Yeah, I’m also talking about question 1.
Seems obviously false as a description of my values (and, I’d guess, just about every human’s).
Consider the simple example of a universe that consists of two planets: mine, and another person’s. We don’t have spaceships, so we can’t interact. I am not therefore indifferent to whether the other person is being horribly tortured for thousands of years.
If I spontaneously consider the hypothetical, I will very strongly prefer that my neighbor not be tortured. If we add the claims that I can’t affect it and can’t ever know about it, I don’t suddenly go “Oh, never mind, fuck that guy”. Stuff that happens to other people is real, even if I don’t interact with it.
I’m curious what is the evidence you see that this is false as a description of the values of just about every human, given that
I, a human [citation needed] tell you that this seems to be a description of my values.
Almost every culture that ever existed had norms that prioritized helping family, friends and neighbors over helping random strangers, not to mention strangers that you never met.
Most people don’t do much to help random strangers they never met, with the notable exception of effective altruists, but even most effective altruists only go that far[1].

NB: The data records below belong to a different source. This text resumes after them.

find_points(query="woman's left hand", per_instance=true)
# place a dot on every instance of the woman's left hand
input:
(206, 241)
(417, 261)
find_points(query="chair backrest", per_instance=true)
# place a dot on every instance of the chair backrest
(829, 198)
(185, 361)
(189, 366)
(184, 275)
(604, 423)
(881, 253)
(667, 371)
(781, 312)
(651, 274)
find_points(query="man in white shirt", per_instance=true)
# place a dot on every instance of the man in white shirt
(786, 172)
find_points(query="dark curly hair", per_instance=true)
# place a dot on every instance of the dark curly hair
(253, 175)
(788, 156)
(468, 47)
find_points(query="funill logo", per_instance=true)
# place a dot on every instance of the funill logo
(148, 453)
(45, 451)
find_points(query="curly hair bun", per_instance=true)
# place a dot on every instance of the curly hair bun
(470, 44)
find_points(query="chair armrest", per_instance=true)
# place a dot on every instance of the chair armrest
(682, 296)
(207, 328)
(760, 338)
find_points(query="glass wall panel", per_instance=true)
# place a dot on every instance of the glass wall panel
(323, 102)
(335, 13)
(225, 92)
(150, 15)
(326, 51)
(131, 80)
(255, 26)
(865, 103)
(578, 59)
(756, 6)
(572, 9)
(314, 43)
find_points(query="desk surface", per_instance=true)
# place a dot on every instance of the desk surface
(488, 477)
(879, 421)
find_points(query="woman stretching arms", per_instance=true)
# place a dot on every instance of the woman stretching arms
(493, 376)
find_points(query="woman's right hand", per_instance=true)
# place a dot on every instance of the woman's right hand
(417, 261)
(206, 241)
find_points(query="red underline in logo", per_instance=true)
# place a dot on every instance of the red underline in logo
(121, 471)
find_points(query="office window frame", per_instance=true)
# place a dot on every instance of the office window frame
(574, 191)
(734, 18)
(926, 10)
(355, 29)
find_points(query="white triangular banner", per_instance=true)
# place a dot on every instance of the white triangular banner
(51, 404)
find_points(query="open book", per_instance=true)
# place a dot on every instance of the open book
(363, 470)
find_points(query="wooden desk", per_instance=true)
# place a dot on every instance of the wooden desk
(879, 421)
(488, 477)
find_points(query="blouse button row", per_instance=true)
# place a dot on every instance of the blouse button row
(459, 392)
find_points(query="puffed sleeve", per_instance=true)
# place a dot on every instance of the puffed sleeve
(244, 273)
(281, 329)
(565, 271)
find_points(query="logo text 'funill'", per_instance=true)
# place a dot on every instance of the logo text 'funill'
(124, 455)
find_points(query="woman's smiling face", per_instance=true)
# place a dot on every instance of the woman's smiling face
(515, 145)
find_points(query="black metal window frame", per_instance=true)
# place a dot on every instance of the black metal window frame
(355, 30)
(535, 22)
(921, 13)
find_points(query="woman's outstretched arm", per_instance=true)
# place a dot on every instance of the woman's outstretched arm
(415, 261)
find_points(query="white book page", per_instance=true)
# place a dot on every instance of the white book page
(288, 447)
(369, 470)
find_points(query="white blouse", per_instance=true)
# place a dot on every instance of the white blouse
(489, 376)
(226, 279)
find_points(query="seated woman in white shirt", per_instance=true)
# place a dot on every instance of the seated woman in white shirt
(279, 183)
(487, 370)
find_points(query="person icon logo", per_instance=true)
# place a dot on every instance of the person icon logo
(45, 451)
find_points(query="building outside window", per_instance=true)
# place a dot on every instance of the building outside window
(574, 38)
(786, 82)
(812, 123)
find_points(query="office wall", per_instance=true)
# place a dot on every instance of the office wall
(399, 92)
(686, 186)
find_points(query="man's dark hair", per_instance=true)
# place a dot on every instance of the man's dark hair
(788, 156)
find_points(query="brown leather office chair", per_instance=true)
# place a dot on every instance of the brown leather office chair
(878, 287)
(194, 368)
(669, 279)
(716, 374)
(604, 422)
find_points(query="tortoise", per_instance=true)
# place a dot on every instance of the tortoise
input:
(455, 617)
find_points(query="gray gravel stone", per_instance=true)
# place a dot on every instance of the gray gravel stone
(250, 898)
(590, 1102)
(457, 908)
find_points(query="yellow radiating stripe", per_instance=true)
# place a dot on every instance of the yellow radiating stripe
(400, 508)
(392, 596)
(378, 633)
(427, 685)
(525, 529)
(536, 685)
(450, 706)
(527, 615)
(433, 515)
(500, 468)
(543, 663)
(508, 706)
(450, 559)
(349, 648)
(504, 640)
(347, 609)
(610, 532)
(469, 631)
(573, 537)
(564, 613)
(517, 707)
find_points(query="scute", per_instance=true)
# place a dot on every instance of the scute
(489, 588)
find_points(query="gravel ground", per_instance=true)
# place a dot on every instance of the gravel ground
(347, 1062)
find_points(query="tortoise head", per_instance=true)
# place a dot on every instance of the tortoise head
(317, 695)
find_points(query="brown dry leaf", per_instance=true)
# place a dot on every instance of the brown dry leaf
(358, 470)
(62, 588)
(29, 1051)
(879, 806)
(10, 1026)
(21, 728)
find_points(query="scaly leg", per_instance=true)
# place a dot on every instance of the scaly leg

Evolutionary psychology can fairly easily explain helping your family and tribe, but it seems hard to explain impartial altruism towards all humans.
The common wisdom in EA is, you shouldn’t donate 90% of your salary or deny yourself every luxury because if you live a fun life you will be more effective at helping others. However, this strikes me as suspiciously convenient and self-serving.
P.S.
I think that in your example, if a person is given a button that can save a person on a different planet from being tortured, they will have a direct incentive to press the button, because the button is a causal connection in itself, and consciously reasoning about the person on the other planet is a causal[1] connection in the other direction. That said, a person still has a limited budget of such causal connections (you cannot reason about a group of arbitrarily many people, with fixed non-zero amount of paying attention to the individual details of every person, in a fixed time-frame). Therefore, while the incentive is positive, its magnitude saturates as the number of saved people grows s.t. e.g. a button that saves a million people is virtually the same as a button that saves a billion people.
I’m modeling this via Turing RL, where conscious reasoning can be regarded as a form of observation. Ofc this means we are talking about “logical” rather than “physical” causality.